Quirkiness is at an all time premium in today’s music scene. Bands continue to experiment with stranger and stranger approaches to their music as everyone strives for a new and unusual sound, leading to some truly bizarre moves such as Elliott Brood’s choice of setting for the recording of their new album, Ambassador.

“We recorded our new album in a converted abattoir,” drummer Steve Pitkin says, trying to draw a mental picture of what it might be like in a slaughterhouse. “You walk down all these dark corridors and the floors are slanted for the blood to drain better. Then you get to the end of this hallway and there’s a recording studio in the back. It was pretty cool, but, you know, musty.”

Mustiness aside, the surroundings certainly gave Ambassador, a spooky aura. The album is 12 tracks of self-described death-country, a genre name Pitkin didn’t invent, although he wishes he had.

“We came up with that kind of off the cuff thinking it was original,” he explains. “Well, it wasn’t, but we still felt it was the best way to describe our music. It’s not country, it’s not alt-rock. It’s a shame we need to have a genre but it’s a necessary evil. People need to know what to expect.”

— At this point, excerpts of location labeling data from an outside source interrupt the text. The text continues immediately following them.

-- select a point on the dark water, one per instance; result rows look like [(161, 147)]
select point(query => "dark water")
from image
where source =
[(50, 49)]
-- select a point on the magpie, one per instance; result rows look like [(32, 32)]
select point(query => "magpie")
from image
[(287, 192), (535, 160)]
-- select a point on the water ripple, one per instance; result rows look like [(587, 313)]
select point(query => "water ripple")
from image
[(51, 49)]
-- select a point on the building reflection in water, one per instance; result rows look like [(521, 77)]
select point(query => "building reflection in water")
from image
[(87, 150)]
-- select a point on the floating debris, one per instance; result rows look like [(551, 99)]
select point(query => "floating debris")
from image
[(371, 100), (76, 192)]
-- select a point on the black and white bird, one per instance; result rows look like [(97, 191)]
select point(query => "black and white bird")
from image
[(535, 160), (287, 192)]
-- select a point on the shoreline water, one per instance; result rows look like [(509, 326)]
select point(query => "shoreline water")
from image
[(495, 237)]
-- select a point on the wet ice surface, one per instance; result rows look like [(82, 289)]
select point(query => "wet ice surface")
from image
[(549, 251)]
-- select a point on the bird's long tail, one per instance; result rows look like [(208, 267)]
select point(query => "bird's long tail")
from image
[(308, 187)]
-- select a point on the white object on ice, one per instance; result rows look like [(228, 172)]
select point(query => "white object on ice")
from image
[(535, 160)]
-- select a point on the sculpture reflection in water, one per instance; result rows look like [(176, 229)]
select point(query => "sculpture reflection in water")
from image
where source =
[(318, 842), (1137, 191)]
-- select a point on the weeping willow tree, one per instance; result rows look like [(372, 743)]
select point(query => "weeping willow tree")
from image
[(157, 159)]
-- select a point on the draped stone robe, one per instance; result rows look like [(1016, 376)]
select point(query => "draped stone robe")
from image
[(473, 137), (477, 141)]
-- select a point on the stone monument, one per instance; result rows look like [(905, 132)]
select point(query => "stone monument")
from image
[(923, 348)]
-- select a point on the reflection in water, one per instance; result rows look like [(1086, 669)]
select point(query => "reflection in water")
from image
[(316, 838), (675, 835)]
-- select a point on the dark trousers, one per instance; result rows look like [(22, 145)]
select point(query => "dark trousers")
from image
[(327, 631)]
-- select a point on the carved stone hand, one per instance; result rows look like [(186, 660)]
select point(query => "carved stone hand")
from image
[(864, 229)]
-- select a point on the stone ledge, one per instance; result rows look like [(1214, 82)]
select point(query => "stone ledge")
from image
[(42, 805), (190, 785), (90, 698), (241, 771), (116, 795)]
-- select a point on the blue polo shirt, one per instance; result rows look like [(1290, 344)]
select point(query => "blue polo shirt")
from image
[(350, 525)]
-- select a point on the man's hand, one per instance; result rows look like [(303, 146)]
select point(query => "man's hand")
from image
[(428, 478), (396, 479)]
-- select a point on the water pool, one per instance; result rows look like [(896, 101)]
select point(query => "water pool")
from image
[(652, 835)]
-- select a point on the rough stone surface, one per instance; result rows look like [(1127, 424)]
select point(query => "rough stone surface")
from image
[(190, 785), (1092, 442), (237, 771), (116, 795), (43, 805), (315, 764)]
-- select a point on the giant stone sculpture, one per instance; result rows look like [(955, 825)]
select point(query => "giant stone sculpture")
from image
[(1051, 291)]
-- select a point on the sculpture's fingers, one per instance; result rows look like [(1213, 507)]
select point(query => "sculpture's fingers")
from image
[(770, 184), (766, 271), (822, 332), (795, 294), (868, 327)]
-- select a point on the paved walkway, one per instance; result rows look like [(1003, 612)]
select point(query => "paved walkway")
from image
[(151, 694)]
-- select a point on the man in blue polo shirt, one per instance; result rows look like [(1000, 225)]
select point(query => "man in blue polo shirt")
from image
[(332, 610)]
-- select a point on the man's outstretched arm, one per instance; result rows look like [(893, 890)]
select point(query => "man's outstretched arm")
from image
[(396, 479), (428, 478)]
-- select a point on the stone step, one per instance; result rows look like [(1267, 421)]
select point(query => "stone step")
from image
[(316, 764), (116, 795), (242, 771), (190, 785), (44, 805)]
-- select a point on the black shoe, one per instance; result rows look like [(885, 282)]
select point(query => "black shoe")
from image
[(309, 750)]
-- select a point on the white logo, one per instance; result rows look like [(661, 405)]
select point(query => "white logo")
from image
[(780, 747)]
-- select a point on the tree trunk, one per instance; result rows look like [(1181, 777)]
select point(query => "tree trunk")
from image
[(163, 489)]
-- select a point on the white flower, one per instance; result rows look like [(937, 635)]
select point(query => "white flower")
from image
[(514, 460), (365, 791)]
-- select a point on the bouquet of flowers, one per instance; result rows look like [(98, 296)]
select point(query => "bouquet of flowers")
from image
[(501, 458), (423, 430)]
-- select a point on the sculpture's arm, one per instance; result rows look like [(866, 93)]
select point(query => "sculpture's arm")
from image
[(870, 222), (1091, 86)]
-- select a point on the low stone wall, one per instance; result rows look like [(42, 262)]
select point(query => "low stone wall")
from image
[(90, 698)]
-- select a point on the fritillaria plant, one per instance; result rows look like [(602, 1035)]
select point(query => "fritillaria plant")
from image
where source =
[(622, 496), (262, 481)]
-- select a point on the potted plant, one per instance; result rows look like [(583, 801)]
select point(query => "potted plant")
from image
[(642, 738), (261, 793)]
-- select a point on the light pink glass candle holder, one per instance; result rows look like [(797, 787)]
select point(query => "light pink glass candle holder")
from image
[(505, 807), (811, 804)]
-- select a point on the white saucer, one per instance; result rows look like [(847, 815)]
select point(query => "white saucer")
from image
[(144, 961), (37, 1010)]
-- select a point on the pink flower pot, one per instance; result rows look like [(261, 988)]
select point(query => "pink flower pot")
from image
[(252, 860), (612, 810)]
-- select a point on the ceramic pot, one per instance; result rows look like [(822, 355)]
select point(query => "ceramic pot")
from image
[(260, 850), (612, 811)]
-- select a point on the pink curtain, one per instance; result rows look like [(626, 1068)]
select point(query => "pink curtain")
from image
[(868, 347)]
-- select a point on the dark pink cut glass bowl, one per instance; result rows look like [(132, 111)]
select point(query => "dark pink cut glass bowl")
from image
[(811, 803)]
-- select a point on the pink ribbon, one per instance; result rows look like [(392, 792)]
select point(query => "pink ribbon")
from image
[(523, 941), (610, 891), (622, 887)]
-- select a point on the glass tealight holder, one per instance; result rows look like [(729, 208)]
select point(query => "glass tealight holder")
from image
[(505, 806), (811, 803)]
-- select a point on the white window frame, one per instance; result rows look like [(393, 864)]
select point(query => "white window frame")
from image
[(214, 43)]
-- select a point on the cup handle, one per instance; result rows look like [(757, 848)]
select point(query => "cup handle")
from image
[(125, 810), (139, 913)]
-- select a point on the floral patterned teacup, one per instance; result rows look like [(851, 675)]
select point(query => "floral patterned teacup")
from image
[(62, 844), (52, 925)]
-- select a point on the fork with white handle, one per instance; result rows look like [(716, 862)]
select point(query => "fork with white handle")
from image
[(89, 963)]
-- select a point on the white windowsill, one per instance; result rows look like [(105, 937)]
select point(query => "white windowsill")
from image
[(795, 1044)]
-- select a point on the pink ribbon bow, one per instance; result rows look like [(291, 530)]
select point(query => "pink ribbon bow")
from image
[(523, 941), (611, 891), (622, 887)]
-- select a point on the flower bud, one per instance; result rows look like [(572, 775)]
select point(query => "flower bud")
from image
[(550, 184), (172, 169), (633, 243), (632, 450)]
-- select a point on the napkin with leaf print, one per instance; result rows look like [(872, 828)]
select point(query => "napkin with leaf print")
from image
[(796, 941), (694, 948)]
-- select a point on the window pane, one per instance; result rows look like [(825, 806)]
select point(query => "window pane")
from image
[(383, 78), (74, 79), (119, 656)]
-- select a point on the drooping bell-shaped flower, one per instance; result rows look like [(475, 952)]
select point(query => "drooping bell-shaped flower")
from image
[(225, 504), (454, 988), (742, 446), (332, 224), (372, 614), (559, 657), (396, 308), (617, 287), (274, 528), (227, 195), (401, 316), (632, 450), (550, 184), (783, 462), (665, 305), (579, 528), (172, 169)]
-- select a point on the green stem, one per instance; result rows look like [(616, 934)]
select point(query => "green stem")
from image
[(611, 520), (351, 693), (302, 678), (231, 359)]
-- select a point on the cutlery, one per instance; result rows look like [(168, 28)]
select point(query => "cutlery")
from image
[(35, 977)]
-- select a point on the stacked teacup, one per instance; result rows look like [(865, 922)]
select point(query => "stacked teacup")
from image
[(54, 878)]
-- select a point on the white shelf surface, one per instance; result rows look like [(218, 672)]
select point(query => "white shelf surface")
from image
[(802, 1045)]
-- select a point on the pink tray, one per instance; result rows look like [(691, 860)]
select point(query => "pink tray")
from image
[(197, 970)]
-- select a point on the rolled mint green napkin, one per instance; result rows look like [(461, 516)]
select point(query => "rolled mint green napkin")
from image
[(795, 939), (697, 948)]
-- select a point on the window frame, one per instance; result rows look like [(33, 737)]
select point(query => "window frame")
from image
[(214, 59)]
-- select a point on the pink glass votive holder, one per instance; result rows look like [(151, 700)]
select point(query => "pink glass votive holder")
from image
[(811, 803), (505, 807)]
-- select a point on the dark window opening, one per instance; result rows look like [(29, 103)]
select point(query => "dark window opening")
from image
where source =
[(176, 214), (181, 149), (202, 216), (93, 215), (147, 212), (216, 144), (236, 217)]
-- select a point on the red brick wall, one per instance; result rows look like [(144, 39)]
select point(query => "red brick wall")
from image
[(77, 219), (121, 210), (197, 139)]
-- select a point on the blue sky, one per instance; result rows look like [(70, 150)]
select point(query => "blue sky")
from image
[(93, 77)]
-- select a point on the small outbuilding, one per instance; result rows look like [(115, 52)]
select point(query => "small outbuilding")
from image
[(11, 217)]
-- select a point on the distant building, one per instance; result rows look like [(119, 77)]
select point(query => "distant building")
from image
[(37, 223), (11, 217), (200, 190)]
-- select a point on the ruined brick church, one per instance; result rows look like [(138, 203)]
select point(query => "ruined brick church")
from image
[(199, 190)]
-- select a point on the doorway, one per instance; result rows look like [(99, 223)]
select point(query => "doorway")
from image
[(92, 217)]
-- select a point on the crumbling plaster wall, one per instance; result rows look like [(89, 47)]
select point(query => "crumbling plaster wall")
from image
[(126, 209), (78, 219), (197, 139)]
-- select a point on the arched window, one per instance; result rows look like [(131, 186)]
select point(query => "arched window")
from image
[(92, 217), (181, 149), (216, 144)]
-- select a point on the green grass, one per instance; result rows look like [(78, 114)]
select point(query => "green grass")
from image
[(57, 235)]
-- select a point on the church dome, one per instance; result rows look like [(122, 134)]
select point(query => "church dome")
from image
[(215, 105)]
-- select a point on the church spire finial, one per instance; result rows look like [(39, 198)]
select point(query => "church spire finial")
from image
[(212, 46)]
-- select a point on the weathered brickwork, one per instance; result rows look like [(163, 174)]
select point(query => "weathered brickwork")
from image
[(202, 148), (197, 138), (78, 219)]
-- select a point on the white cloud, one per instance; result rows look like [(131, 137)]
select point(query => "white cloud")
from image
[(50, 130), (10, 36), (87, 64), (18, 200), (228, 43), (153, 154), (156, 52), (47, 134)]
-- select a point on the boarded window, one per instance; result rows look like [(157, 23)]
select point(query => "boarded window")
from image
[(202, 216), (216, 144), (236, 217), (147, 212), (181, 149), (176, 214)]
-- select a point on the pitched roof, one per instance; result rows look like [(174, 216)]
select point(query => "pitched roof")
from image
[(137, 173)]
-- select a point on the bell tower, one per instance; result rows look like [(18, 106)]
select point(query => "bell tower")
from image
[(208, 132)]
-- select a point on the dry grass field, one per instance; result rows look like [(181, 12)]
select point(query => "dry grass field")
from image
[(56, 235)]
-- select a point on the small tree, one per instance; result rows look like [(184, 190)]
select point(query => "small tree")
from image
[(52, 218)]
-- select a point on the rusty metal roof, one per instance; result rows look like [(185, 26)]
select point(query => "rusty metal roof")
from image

What you should expect are banjo-driven songs sounding like they live under a layer of muck and whiskey, with lead singer Mark Sasso’s vocals scratching along to the rhythm provided by Pitkin and bandmate Casey Laforet.

Music isn’t all there is to Elliott Brood, their one of a kind approach to the accompanying artwork of their CDs is sure to draw some much deserved attention.

“Presentation is a big part of it,” Pitkin says. “We do a lot of our own assemblage, in terms of the art that comes with the record. On the new one, there’s a unique identifier in each package, with a number. We weren’t even thinking, we should’ve saved the first 100. I think I have number 64.”

Ambassador also comes with a replica of an old train ticket, marked for one-way travel of course, and a blueprint design for the Ambassa- dor bridge connecting Windsor to Detroit. The boys in Elliott Brood clearly deem it necessary to put this level of commitment into the presentation of their band as yet another way to stand-out in a crowded industry.

“People are just inundated with Canadian Idol stuff, you know?” Pitkin asks rhetorically. “It’s music by committee, not by artists. We’re trying to do something a little different with our music and the packaging, because this is the kind of thing we like and we think other people like it too.”

This is an optimistic outlook and Pitkin is aware of its downfalls.

“Any time a fresh kind of music gets noticed there are going to be a million people that jump on the bandwagon and try to fabricate it,” he warns. “You’re already seeing that with our kind of country.”

Pitkin isn’t trying to make his band out to be a group of musical visionaries. He simply believes a certain level of originality in popular music–such as what we are blessed to have right now–is a hard thing to maintain. Thus, the battle for quirkiness starts all over again.